Another problem is introduced by the capitalization of words, usually at the beginning of sentences. Now that the problems have been identified, let us go ahead and fix them. Of course, this means we have to go back and modify the code we have already written. This is a perfectly normal process in programming - You start writing your solution, you gain a new insight in the process, you go back and change what you had just written (or sometimes even throw away the whole thing and start from scratch!). Let's now generate proc_words the right way:

proc_words = [ ]
for word_ in words:
    word = word_.lower()
    if not(word == '' or word == '—'):
        if not word_.isalnum():
            word = word_[:-1]
        proc_words.append(word)
print(f'There are {len(proc_words)} words in this text')

Several things are happening here. In line 12, every word is converted to lower case. In line , em dashes and empty strings are being ignored. Line 14 checks if a word contains a special character. If it does, then it is unburdened of that dangling character in line 15. Here we assume that special characters usually appear at the end of the word. In this text, there are two cases: "programmers," and "reason:". All processed words are finally added to proc_words in line 16. Now that we have a cleaned up proc_words, we can go back and generate uniq_words:

uniq_words = dict()
for word in proc_words:
    if word not in uniq_words:
        uniq_words[word] = 0
    uniq_words[word] += 1
print(f'There are {len(uniq_words)} unique words in this text')

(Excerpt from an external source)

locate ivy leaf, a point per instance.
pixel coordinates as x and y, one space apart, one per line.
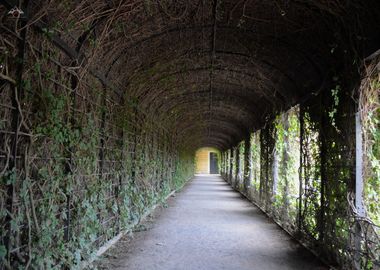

Lovely! There are 58 unique words in the text. We can check if this is right by printing all the words and their counts:

for word, freq in uniq_words.items():
    print(word, freq)

We can see that there is no erroneous repetition of any word. As a test, we can also see if the sum of the counts gives back the total number of words:

total = 0
for word in uniq_words:
    total += uniq_words[word]
assert total == len(proc_words)

As the code doesn't raise any AssertionError, we are correct!

Frequent Words

Now onto the last problem - let us find the top three most frequently occurring words:

first_word = second_word = third_word = ''
first_val = second_val = third_val = 0
for word, freq in uniq_words.items():
    if freq > first_val:
        first_val, second_val, third_val = freq, first_val, second_val
        first_word, second_word, third_word = word, first_word, second_word
    elif freq > second_val and freq < first_val:
        second_val, third_val = freq, second_val
        second_word, third_word = word, second_word
    elif freq > third_val and freq < second_val:
        third_val = freq
        third_word = word
print(first_word, first_val)
print(second_word, second_val)
print(third_word, third_val)
output
the 6
programmers 4
in 3

We see that "programmers" is the second most frequent word. First and third most frequent words are "the" and "in" respectively. Such common words are called stop-words. If they are removed from the text, "programmers" becomes the most frequent non-trivial word. So, without reading this text, one can guess that it should be something about programmers, thanks to Python!

Summary

The main takeaway from this lesson is the kind of mistakes we made and the way we fixed each one of them. In almost every problem, we started off with a solution, then tested it. We figured out that something was wrong, so we went back and tried to fix the problem.